Buon 2011. Forse finirete ad una festa come tante, dove sembra che la gente sia costretta a divertirsi per legge. E a farlo bevendo fino a vomitare. Forse lo passerete in coppia con chi amate, o da soli a dormire. In tutti questi casi vi auguro di vedere la perfetta bellezza del tempo che scorre e mai s’arresta. E di comprendere quello che ci sussurra: il peccato non è fare cose di cui un giorno forse ci pentiremo. E neppure festeggiare in modo preconfezionato. L’unico peccato è stare fermi. A bordo pista, a guardare gli altri. Il mio sintetico augurio per il 2011 è: fate quello che volete, ma fate.

Violenza

Li incontri e ti rivedi.

Ti ricordano com’era agli inizi. E’ impossibile non notarli, quel loro mal-di-vivere che si agita dentro, quella tensione e quella sofferenza: martello e incudine che forgiano un’arma solida da metallo reso docile dal soffrire nel fuoco. Se incroci il loro sguardo rischi di tagliarti. Se fai attenzioni noti che non respirano come gli altri, non ridono come gli altri, non parlano come gli altri. Ogni loro movimento, fino al più impercettibile moto di palpebra, esprime passione. Una passione grezza, non studiata.

Si fanno troppe domande, e non vengono placati dalle risposte.

La loro malattia si chiama Amore. Ma non amano che l’Amore. E quando finisce sono capaci di vagare in piena notte senza rassegnazione. Scrutano dentro ognuno che incrocia il loro cammino, si chiedono se ospita quello che loro cercano. Non lo sanno ancora, ma la persona è per loro un accidente. Una fontana: bella, ma è l’acqua che disseta, non il bel marmo. Li puoi prevedere, ma solo se hai già calcato i sentieri di alta quota su cui si muovono. Li osservi, con la loro pelle così sottile da essere quasi trasparente, e ti ricordi che un tempo anche la tua era così: si intravvedeva il bagliore del fuoco, la fucina in lavorio perenne.

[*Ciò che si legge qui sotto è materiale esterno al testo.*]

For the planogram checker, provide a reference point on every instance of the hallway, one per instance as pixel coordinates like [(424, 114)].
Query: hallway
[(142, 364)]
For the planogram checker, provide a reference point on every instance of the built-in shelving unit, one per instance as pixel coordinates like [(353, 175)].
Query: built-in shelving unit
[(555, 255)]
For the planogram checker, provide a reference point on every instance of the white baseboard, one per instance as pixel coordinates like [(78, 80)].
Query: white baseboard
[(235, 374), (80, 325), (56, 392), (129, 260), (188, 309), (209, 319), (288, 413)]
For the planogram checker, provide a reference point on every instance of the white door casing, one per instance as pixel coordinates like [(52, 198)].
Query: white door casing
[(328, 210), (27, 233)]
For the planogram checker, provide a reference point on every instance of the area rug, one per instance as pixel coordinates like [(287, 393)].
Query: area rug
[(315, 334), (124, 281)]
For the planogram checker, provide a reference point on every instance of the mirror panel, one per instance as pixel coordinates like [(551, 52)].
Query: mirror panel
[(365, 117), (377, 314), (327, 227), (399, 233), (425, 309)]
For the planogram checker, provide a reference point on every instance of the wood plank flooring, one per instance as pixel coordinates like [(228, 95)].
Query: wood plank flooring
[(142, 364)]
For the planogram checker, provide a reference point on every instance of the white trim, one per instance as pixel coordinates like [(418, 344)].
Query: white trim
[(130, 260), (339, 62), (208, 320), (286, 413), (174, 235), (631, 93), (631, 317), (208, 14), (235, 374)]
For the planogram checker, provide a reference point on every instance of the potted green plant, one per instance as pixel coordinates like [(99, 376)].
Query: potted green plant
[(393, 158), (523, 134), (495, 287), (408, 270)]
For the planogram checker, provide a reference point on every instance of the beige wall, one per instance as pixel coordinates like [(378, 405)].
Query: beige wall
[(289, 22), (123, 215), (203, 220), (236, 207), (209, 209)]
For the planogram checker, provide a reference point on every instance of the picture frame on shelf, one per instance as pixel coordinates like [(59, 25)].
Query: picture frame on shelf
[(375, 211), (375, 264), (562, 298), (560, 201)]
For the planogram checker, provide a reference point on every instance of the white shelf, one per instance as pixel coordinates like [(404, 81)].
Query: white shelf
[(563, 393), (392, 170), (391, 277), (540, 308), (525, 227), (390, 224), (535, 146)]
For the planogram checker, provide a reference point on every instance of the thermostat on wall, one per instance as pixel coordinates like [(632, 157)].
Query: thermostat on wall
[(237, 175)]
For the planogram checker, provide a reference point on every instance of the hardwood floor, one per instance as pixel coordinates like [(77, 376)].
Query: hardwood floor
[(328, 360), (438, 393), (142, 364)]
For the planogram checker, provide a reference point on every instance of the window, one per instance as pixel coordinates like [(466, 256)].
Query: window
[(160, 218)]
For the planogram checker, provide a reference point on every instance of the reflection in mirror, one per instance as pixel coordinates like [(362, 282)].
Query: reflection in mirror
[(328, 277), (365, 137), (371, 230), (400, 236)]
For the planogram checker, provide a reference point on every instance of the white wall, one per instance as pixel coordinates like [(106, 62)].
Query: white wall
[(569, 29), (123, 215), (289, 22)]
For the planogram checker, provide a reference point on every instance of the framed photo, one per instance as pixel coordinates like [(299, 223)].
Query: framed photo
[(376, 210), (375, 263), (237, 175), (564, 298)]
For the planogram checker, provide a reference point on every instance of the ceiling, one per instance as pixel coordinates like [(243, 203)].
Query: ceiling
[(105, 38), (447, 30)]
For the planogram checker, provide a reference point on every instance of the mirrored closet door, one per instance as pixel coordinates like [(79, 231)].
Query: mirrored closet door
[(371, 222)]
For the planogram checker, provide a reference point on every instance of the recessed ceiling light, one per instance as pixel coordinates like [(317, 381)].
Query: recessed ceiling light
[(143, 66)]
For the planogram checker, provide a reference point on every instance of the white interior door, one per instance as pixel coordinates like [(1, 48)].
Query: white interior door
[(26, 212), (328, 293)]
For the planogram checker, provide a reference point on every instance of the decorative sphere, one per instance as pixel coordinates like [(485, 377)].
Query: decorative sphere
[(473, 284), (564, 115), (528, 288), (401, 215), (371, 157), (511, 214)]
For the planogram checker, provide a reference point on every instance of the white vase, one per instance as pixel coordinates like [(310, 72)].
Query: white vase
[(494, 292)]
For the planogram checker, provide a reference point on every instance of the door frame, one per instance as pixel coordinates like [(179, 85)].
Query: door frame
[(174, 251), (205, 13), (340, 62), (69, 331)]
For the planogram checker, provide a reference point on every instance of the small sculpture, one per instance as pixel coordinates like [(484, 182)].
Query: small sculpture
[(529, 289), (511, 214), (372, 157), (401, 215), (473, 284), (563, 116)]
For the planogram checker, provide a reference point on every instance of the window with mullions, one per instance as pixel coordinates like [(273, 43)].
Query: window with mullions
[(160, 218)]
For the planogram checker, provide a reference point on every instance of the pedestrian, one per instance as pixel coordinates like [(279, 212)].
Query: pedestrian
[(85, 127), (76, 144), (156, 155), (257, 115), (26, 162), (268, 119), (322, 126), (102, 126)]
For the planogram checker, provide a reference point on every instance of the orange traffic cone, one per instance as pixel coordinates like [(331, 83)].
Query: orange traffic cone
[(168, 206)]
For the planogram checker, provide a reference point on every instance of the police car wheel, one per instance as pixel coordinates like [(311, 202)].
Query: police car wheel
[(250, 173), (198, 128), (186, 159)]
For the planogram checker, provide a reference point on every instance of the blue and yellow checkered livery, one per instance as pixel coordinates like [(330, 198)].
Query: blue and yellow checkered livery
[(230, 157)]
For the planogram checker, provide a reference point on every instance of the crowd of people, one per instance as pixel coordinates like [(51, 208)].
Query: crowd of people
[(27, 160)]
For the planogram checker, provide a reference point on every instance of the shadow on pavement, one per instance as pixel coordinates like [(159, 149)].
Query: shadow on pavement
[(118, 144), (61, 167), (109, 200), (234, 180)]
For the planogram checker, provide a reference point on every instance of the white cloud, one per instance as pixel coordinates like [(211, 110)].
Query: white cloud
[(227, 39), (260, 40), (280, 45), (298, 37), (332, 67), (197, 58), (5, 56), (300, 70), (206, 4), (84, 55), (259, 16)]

Poi la vita, la delusione, le cicatrici fanno di quel sottile diaframma color luna un involucro resistente e opaco. Che li rende simili agli altri, a quelli spenti. Ma solo in apparenza. Perché in quel maturare come frutta al sole c’é tanta crescita. E tanta comprensione. C’é imparare a gestire e sfruttare il grande fuoco dentro, perché possa generare e non soltanto consumare.

Ed è allora che tutto quel fumo disperso diventa il vapore che muove verso nuovi orizzonti più lontani, irraggiungibili ai più.

Io guardo la tua inquietudine e sorrido. Scorgo i sentieri invisibili disegnati dal cadere delle tue lacrime e il mio dito come spada entra nel dolore del tuo cuore. Sono impietoso e gioisco del tuo dolore. Perché vedo già la farfalla che nasce.

Corse

Conobbi un tipo una volta. Finì male, ma era abbastanza prevedibile: era ciò che voleva. E i tipi come lui ottengono sempre quello che vogliono.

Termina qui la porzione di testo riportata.